President of the European Central Bank (ECB)
Frankfurt - AFP

With inflation now back in negative territory and the economic outlook clouding over, the European Central Bank is widely expected to give the eurozone another "adrenaline shot" of stimulus measures at its policy meeting Thursday, analysts said.

Moves announced by the ECB back in December were perceived by the financial markets as being half-hearted.

So, ECB chief Mario Draghi is set to announce bolder measures at his traditional post-meeting news conference this time, central bank watchers predicted.

These would likely include a further cut in interest rates, an increase in the volume of bonds it buys each month under its so-called quantitative easing or QE programme and possibly a further extension of that measure beyond its current timeframe of March 2017.

"Further policy action seems all but inevitable this month," said Ben May of Oxford Economics.

"We expect the ECB to announce a package of measures," the expert said.

May forecast a reduction in the bank's deposit rate from minus 0.30 to minus 0.50 percent and an increase in the monthly QE purchases from 60 billion euros ($66 billion) to 80 billion euros.

The ECB could also announce a replacement liquidity programme to run after its final TLTRO auction in June, May argued.

With area-wide falling inflation back in negative territory in February for the first time in five months -- it fell to minus 0.2 percent -- and eurozone growth not expected to pick up speed any time soon, the case for further stimulus measures is clear, analysts agreed.

- 'Done deal' -

At the last meeting in January, president Mario Draghi promised that the ECB's decision-making governing council would "review and possibly reconsider" the policy stance this month.

For UniCredit analyst Marco Valli that meant that "further monetary accommodation this week appears to be a done deal."

The deposit rate is the interest the ECB usually pays banks for the excess funds they place at the central bank overnight.

But it has been negative since June 2014, meaning the ECB effectively charges the banks for using the facility, in the hope that banks will instead lend the funds out to businesses and companies to get the economy moving.

However, banks complain the currently ultra-low interest rate environment is eroding profits and pushing the deposit further into negative territory could harm them further still.

The powerful German banking federation BdB is opposed to opening up the monetary sluice gates still further, insisting it will not provide any additional boost to economic growth.

"On the contrary, additional expansionary measures will do more harm than good," it said on Wednesday.

"We currently see no deflationary dangers whatsoever.
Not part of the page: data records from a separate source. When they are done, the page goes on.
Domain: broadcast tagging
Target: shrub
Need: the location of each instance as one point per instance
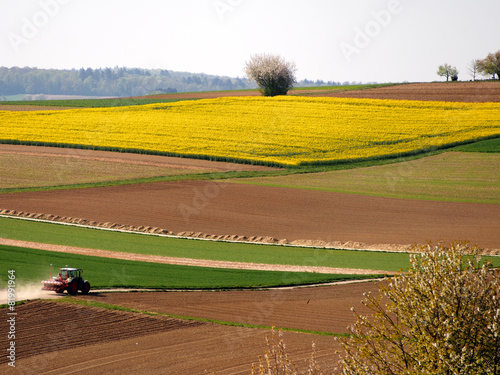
(441, 317)
(273, 74)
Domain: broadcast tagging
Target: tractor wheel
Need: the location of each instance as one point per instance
(73, 287)
(85, 287)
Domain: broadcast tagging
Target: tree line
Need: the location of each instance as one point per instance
(117, 82)
(488, 67)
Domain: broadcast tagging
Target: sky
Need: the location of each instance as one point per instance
(330, 40)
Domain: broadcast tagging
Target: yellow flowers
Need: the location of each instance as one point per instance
(279, 130)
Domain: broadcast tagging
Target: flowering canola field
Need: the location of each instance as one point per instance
(279, 130)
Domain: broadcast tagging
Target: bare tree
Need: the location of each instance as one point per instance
(273, 74)
(473, 68)
(490, 65)
(441, 317)
(448, 71)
The ECB is exaggerating the risks and acting too mechanistically," said BdB chief Michael Kemmer.

Some economists believe the ECB could introduce a tiered interest rate scheme to ease the burden on banks, whereby lenders would pay a lower or no penalty rate at all up to a specified amount of excess liquidity.

"If a tiered rate system were introduced, the burden on banks would rise less strongly and the deposit rate could be cut more sharply than if the ECB stuck to a universal penalty rate," said Commerzbank economist Michael Schubert.

A number of governing council members, notably Bundesbank chief Jens Weidmann, are opposed to additional stimulus measures.

The minutes from the December meeting, published in January, revealed that "some members" believed "that the existing policy measures were working in the right direction and more time should be given for them to unfold their full effect ... before adopting further monetary policy measures."

Nevertheless, the ECB's own staff economic projections, scheduled to be published on Thursday, are likely to provide the necessary ammunition to overcome such caution, analysts said.